Boris Yeltsin, Bill Clinton, and Bill Gates were invited on the eve of the millennium to have dinner with God. After a little bit of small talk, God informed them that he would be destroying the earth the next day. Upon returning to earth, they each made announcemnts.

"I have two piece of bad news," said Boris Yeltsin. "One, God does exist. Two, all of the earth will be destroyed tomorrow."

"I have some good news and some bad news," said Bill Clinton. "First, the good -- God does exist. And the bad -- the earth will be destroyed tomorrow."

"I have some great news!" said Bill Gates. "One, I'm one of the three most important people on earth. Two, we've got this Y2K thing solved!"

the confessional
 
 
A married man goes to confessional and tells the priest, "I almost had an affair with a woman."

The priest asks, "What do you mean, almost?"

"Well, we got undressed and rubbed together, but then I stopped."

The priest replies, "Rubbing together is the same as putting it in. You're not to go near that woman again. Now, say five Hail Mary's and put $50 in the poor box."

The man leaves confessional, says his prayers, and then walks over to the poor box. He pauses for a moment and then starts to leave.

The priest quickly runs over to him and says, "I saw that. You didn't put any money in the poor box!"
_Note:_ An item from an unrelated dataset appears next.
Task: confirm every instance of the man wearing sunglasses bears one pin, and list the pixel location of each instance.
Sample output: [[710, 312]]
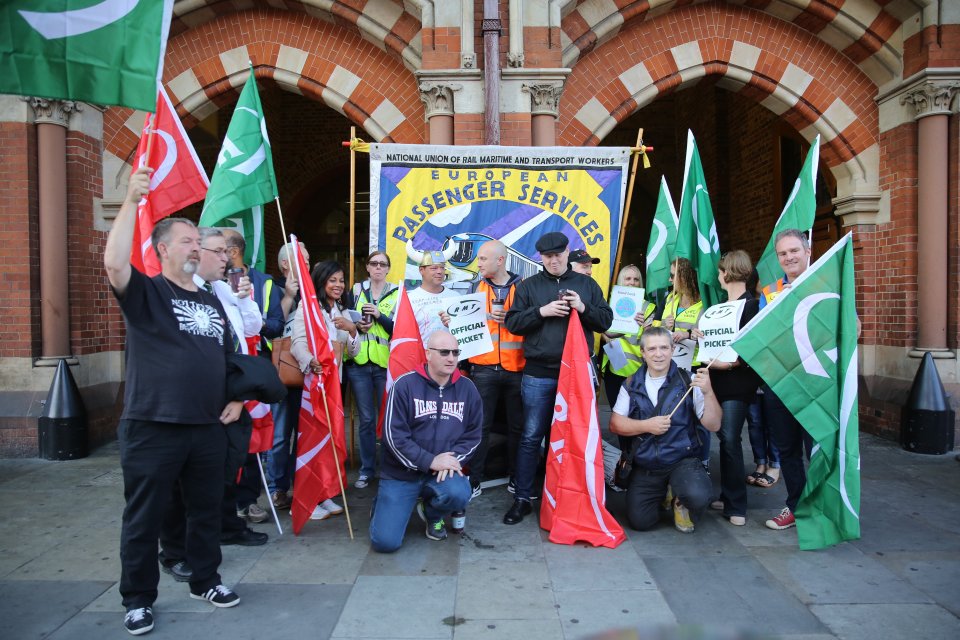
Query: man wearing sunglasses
[[431, 430]]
"Well, Father, I rubbed up against it and you said it was the same as putting it in."

maria's vida loca
 
 
Maria gets married and has 17 children. Then her husband dies. She remarries two weeks later, and has 22 children by her next husband. Then he dies. A few weeks later, she dies. At the funeral, the priest looks skyward.

"At least they're finally together."

"Excuse me, Father," says one of her sons, "but do you mean her and her first husband, or her and her second husband?"

"I mean her legs."

priests and christmas trees
 
 
What do Christmas trees and priests have in common?

Both of their balls are just for decoration!